Leaders of the CAC prioritized equity, diversity and inclusion values this year and created a racial equity lens to be used in all aspects of the organization so that we advocate for just and equitable resources and public policies. The board engaged in a full-day training led by John Lenssen and Carmen Gelman in October and utilized an equity lens in the capital construction endorsement process and the selection of new board members for 2021. We have committed to using our racial equity lens in our policies, our advocacy agenda, hiring, the composition of our board, in access and award of our grant applications, programs, practices, and decisions for racial equity and intersectionality. We are committed to lifting up all people.
Our statewide call for proposals for capital construction projects resulted in over 40 applications from all corners of the state – at least a 50% increase from previous cycles.
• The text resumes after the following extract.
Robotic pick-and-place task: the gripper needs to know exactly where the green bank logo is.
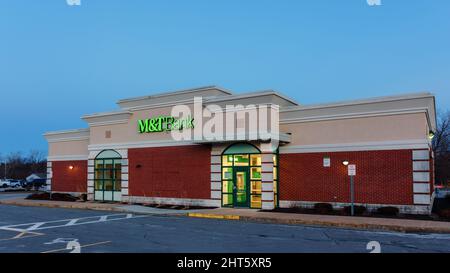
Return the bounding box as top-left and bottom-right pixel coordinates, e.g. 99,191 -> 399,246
138,116 -> 194,133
Our volunteer committee examined all of these proposals and our board endorsed 11 projects totaling $9.5 m. for the 2021 session. We will seek state dollars for incredible projects such as: Maxville Heritage Interpretive Center in Joseph, the Oregon Jewish Museum and Center for Holocaust Education, Eastern Oregon Regional Theatre in Baker City, the Chehalem Cultural Center in Newberg, the Siletz Tribal Arts Cultural Heritage Center in Siletz, and the Little Theatre on the Bay in North Bend. For the first time, we published an additional list of 11 projects in the pipeline for future funding.
Structurally, the CAC grew its resources with a significant grant for operating support from the Oregon Community Foundation and its partners in COVID relief, and several new members. Most of our previous members renewed their participation in the Coalition and several new organizations joined as part of participating in our capital construction endorsement process.
We remain in good partnership with leadership of the Oregon Arts Commission and the Oregon Cultural Trust and support their efforts to reform their structure to streamline decision-making and administrative costs. We had wished this work was complete for the 2021 legislative session. Since it is not, we are working on our own set of principles to be considered in that process.
We enter this new legislative session in 2021 with hope for the future post-COVID where emerging vaccines allow us to gather again to enjoy arts and culture offline and in-person. With the richness of an artist capturing our thoughts, the words of Kim Stafford in “Dr. Fauci’s Smile: Pandemic Poems” steer us forward:
In the pandemic, it all comes at you with a roar – the strings inflicting see-saw statistics of infection and demise, crescendo building like a wave, while the wind section drives a descending economic scale, fretted with shrill alarms on piccolo. Someone hammers the tympani for hunger, loss, fear, and fury, while the xylophone speaks news-notes like bells – and one brazen political trumpetblares from a throng of muted brass bleating in cacophony. This is the scherzo, the brazen rush some Beethoven never finished, raw and random, longing for adagio.
From the promontory of your little life, you face this storm of discord, your hair blownback, tears streaming from your eyes, turning your head to hear inside this thunder, somewhere in there, surely, a throbbing double-bass – oh beating heart, sustain us.
Symphony in a Minor Key
Thank you for supporting Oregon’s culture.